Designs on Detroit

Annual festival looks to the future

The word “design” is a triple threat. At least, that’s the way the Detroit Design Festival sees it. It has to do with a product, a place, and the process of creating. Returning in September, the annual celebration aims to shed light on local aesthetic accomplishments and happenings.

This time around, DDF is shifting its vantage point to the future as a result of Detroit being named a “City of Design” by UNESCO (United Nations Educational, Scientific, and Cultural Organization) this past December.

“We recently launched an initiative to really bring that designation to life,” says Olga Stella, executive director of Detroit Creative Corridor Center (DC3), which has put on the festival since its 2010 inception. “What we’re planning on doing with this year’s design festival — where all of our energy is going — is using it as a way to inspire people to think about what that means. What does it mean for design to be a driver of sustainability and equity, and what could that look like in Detroit?”

Stella says what started as a weeklong smattering of events has since condensed to three days of “tried and true” staples as well as new endeavors.

From Sept. 22-24, festival attendees can dive into a discussion with industry leaders and policymakers at the brand-new, three-day Design Summit event.

A crowd favorite, Eastern Market After Dark provides an interactive, street-to-studio experience with live music and food. But the most impactful effort, according to Stella, is Youth Day.

“The idea behind Youth Day is to take the day and program a number of different experiences for young designers, so we can inspire (them) to really start to think of (design) maybe as a profession,” Stella says.

Giving exposure and support to established designers is another main goal for DDF. “The reason we do the festival is to help elevate the small, creative businesses and designers and the innovation that’s happening in design in Detroit to a local, national, and global stage,” Stella says.

So what does it mean for “design” to drive Detroit’s future?

First, the definition of “design” must be understood. DDF implores its attendees to look beyond the word’s materialistic connotation. Design, Stella says, encompasses more than just products and architecture.

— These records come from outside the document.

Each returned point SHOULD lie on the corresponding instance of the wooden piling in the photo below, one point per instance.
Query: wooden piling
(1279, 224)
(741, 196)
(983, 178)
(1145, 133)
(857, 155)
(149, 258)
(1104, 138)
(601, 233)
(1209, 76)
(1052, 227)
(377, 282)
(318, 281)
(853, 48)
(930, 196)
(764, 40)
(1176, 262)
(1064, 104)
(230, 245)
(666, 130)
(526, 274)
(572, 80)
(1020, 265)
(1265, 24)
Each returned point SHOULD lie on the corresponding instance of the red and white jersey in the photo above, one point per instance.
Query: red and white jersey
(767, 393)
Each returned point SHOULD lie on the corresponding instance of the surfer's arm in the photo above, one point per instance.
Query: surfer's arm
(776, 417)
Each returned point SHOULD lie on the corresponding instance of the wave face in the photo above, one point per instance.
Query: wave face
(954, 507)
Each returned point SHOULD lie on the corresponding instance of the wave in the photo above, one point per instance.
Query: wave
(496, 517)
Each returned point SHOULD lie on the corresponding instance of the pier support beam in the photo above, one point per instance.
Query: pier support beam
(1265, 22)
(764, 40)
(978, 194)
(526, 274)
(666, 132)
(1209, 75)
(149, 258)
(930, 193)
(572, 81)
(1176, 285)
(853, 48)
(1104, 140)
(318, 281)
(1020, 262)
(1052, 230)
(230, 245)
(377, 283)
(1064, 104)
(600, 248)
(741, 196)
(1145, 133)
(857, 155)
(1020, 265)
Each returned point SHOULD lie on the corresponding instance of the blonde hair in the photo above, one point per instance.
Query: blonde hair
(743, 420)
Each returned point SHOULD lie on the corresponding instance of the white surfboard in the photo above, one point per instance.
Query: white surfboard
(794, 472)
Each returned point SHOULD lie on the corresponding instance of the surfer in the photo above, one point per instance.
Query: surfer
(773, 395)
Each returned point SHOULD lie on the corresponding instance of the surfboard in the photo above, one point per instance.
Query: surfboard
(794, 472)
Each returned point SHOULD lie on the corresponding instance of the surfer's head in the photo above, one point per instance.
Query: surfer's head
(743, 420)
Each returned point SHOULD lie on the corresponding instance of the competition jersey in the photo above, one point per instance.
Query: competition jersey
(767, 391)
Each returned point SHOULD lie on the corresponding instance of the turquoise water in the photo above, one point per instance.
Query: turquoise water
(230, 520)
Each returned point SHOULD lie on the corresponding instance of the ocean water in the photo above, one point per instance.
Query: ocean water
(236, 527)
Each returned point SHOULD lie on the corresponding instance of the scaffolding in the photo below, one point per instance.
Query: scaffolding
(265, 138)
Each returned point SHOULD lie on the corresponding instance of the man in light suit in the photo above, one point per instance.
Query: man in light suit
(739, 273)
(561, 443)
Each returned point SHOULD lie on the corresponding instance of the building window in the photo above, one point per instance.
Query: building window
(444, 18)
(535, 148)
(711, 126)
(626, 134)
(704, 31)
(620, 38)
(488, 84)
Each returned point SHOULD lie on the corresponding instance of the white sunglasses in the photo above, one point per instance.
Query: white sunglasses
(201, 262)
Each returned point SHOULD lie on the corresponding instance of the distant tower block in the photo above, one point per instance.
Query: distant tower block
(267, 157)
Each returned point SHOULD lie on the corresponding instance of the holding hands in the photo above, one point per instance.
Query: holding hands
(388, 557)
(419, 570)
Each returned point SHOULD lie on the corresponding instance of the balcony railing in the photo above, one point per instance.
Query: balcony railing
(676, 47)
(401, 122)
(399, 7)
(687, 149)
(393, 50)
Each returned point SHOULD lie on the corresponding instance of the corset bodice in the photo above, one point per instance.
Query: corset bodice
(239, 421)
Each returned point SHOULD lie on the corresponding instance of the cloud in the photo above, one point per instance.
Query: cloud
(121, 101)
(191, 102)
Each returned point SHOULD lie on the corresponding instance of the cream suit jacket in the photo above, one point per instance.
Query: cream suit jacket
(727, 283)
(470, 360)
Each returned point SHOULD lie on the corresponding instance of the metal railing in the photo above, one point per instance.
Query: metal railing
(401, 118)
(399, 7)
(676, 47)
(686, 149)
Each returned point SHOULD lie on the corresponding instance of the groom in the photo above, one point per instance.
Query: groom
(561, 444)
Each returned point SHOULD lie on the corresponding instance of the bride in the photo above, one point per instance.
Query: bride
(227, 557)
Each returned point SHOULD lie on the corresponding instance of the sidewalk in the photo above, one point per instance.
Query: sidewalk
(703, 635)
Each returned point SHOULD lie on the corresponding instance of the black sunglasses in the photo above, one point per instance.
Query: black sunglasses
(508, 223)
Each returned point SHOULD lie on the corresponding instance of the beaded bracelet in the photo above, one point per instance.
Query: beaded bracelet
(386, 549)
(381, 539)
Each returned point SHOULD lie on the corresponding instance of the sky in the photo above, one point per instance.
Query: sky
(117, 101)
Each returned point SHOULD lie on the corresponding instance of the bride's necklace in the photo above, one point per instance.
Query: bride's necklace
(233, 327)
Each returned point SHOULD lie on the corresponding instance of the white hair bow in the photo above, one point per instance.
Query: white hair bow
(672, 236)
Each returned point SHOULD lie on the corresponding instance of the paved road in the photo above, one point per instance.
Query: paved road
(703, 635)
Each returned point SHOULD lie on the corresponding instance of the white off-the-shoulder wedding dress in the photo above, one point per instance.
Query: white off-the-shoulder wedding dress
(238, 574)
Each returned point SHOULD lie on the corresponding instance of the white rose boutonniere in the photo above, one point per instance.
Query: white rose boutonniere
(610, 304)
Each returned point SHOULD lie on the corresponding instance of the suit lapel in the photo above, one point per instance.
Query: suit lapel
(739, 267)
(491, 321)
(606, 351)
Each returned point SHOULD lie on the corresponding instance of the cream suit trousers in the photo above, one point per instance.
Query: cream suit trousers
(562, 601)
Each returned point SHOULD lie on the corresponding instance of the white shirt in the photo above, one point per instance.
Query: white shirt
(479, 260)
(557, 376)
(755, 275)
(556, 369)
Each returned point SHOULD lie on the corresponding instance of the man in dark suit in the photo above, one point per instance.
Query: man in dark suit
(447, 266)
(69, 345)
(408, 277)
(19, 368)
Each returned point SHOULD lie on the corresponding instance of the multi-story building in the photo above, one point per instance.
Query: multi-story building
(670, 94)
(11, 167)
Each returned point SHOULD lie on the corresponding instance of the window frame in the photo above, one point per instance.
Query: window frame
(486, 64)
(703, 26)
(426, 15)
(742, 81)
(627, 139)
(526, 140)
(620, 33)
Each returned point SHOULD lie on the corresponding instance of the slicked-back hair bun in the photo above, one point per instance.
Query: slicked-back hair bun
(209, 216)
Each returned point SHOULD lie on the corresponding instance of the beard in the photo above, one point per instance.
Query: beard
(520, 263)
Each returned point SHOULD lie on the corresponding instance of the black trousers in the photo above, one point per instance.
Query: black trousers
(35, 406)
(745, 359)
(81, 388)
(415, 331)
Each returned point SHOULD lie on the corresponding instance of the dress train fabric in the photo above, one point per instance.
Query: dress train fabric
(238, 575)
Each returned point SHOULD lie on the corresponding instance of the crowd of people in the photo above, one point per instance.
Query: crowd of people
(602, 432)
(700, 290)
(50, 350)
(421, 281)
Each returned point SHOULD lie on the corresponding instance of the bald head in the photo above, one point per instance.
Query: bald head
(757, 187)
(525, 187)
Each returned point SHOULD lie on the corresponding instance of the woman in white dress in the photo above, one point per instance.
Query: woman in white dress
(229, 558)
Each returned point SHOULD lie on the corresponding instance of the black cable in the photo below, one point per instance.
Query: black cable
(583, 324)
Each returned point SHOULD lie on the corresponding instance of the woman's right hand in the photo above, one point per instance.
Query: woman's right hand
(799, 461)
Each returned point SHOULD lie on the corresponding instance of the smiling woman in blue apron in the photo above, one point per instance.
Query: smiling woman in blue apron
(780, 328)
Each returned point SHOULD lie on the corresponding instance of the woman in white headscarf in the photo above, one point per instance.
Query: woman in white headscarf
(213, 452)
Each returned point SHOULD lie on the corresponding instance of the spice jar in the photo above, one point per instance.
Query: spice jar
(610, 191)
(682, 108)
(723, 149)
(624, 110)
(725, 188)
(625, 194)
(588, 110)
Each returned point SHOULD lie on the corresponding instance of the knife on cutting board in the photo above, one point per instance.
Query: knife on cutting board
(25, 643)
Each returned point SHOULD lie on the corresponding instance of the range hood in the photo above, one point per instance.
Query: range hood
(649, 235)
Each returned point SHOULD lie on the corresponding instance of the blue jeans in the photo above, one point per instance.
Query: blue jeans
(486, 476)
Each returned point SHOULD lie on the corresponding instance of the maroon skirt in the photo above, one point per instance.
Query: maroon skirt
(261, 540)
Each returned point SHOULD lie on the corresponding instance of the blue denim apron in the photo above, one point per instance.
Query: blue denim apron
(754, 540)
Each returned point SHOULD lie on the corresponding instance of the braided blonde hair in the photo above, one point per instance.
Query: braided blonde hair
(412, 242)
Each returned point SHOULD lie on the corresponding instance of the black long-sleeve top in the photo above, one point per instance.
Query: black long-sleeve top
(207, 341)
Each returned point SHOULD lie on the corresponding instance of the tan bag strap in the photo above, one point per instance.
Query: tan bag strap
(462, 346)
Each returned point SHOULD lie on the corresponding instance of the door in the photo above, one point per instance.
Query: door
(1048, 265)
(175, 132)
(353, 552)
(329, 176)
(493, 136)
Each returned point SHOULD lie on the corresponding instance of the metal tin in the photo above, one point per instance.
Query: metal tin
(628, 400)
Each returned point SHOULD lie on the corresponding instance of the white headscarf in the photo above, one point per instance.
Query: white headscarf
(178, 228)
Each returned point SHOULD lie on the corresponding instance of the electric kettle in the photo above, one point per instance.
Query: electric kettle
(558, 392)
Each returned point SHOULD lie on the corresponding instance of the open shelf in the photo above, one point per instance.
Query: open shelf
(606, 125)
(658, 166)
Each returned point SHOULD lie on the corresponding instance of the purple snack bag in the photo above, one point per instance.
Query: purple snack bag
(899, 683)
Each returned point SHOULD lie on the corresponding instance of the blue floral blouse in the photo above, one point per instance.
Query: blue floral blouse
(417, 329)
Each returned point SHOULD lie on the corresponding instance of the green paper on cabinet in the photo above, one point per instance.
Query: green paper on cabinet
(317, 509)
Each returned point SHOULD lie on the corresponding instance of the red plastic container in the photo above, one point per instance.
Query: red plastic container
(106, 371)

“How we design customer service at City Hall? That’s a design opportunity. How we might design a rideshare app so that a working mother can figure out how to get to her job? That’s a design opportunity,” she says. “So it’s a little broader than just, ‘Can I design a beautiful piece of furniture?’ or ‘Can I design a beautiful place to live or work?’ And that’s where we’re hoping to expand people’s thinking beyond what they might be accustomed to, and beyond this idea that (design is) only for the elite, it’s only if you have money, it’s only high-end. It really can be for everyone.”

At its core, Detroit Design Festival is an ode to this uplifting, creative thinking. And it plans to press on, just as the city has, in the hope of crafting a future worthy of the “City of Design” moniker.

“This is what’s great about Detroit: that we don’t give up,” Stella says. “This is not a sprint; it’s a marathon. If we do it right, if we involve people in setting a vision, we get people involved in bringing their projects to the table, I think we can do it. And it’s not about DC3 doing it — it’s about our community doing it together.”